Yürüyüşçülerin son durakları ise, akşam saatlerinde ev ziyaretleri oluyor. Bu ev ziyaretlerinde yurttaşlarla bir araya gelinerek onların sorunları dinleniyor ve önerileri alınıyor.
En önde anneler
Burada, yürüyüşçüleri her yerde karşılayan Barış Anneleri’ne ayrı bir parantez açmak gerekiyor. Beyaz tülbentleri ile yürüyüşçüleri karşılayan, onlara öncülük eden anneler, söyledikleri direniş şarkıları ile yürüyüşe renk katıyorlar. Her biri ile ayrı ayrı konuşuyorum, hepsi kısa ve öz konuşuyor. Uzun uzun süslü cümleler de kurmuyorlar, talepleri oldukça yalın: Abdullah Öcalan’ın özgürlüğünü ve zindanda olan evlatlarının dönmelerini istiyorlar. Bunun sağlanması için her zaman ve her yerde mücadele edeceklerini yineliyorlar.
Dayika Sakine ve Esmer
Eyleme katılan annelerden biri de 2016 yılında Silopya’da katledilen Kürt siyasetçi Sevê Demir’in annesi. Sakine Demir, yürüyüşe destek vermek için Manisa’dan Silopya’ya gelerek diğer annelerle kol kola yürüyüşçüleri karşıladı. “Mutlak başaracağız” diyen Anne Demir, bu kutlu yürüyüşü desteklemek için Silopya’da olduğunu, yürüyüşün sadece Kürt annelerin değil Türk annelerinin de yürüyüşü olduğunu ve yaşanan acının herkesin ortak acısı olduğunu söylüyor. Sakine ana, yürüyüşçülere Botan’ın her ilçesinde eşlik ediyor. Tıpkı, Mehmet Tunç ve Orhan Tunç’un annesi Esmer Tunç gibi. Anne Tunç, hastalıklarına rağmen bastonuyla yürüyüşçüleri karşılayarak yürüyüşçülere Cizîr’in bütün sokaklarında eşlik etti.
Atkı, bere ve oyuncak
Kızının cenazesini hala bulamayan Hezni Arslan, evinin önünde oynarken katledilen Nihat Kazanhan’ın annesi Ayşe Kazanhan ile polis kurşunu ile katledilen Ümit Kurt’un annesi Nafiye Kurt da yürüyüşçülere ses olan annelerdi.

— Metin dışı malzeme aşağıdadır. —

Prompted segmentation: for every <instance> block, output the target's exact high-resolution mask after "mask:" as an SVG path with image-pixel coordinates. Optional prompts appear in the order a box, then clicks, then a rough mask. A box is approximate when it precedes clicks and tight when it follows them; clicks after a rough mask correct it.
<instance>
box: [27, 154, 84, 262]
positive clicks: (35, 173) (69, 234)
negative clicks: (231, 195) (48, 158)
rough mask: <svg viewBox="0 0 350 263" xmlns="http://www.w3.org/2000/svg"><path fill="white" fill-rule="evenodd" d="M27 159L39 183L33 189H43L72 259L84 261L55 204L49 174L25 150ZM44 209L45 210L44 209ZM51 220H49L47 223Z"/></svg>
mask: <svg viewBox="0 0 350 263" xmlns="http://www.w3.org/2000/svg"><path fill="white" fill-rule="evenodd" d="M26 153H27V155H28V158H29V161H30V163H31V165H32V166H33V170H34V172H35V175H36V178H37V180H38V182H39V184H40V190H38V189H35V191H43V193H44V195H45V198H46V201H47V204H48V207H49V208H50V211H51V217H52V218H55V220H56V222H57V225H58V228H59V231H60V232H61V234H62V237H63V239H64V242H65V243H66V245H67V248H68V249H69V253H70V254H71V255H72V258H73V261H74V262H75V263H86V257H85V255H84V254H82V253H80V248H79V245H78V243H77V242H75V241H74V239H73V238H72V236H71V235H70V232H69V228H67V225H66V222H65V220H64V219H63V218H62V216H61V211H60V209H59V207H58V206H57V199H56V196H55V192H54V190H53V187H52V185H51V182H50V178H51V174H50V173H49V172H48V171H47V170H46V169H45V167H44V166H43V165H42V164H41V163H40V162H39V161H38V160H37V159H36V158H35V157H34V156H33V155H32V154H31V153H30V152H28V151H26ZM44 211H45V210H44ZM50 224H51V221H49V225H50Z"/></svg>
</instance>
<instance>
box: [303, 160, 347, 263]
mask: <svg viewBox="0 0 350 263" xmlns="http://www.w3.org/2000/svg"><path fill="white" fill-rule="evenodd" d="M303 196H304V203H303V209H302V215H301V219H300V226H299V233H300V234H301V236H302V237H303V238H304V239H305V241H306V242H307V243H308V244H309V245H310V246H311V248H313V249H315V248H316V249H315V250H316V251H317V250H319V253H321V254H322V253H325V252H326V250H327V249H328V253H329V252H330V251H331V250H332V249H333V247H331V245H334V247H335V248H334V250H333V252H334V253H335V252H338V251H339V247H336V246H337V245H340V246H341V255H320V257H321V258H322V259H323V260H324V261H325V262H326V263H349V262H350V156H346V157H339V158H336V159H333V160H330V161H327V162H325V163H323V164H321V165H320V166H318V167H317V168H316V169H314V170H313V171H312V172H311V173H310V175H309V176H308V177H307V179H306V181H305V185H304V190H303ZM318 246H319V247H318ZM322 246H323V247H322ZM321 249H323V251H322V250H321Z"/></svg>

Anneler için bir diğer dikkat çeken husus ise, ördükleri bere, atkı ve patikleri eylemcilere getirmesi oldu. Anneler, kendi elleri ile ördükleri bu bere, atkı ve patikleri, soğuk havada üşümemesi için Abdullah Öcalan’a ulaştırılmasını istiyorlar. Yine anneler, kaleme aldıkları mektupları İmralı’ya göndermek üzere heyete teslim etti. Şal û Şepik giyen küçük bir kız çocuğunun da yazdığı mektupla birlikte elindeki oyuncağı Abdullah Öcalan’a gönderilmek üzere yürüyüşçülere teslim etmesi, Kürt halkının yediden yetmişe Abdullah Öcalan’a gösterdiği sevginin bir başka yansımasıydı.
Tüm bu yaşananlar bize gösteriyor ki, yürüyüşçüler sadece özgürlük yürüyüşünde değil aynı zamanda hakikatin izinde.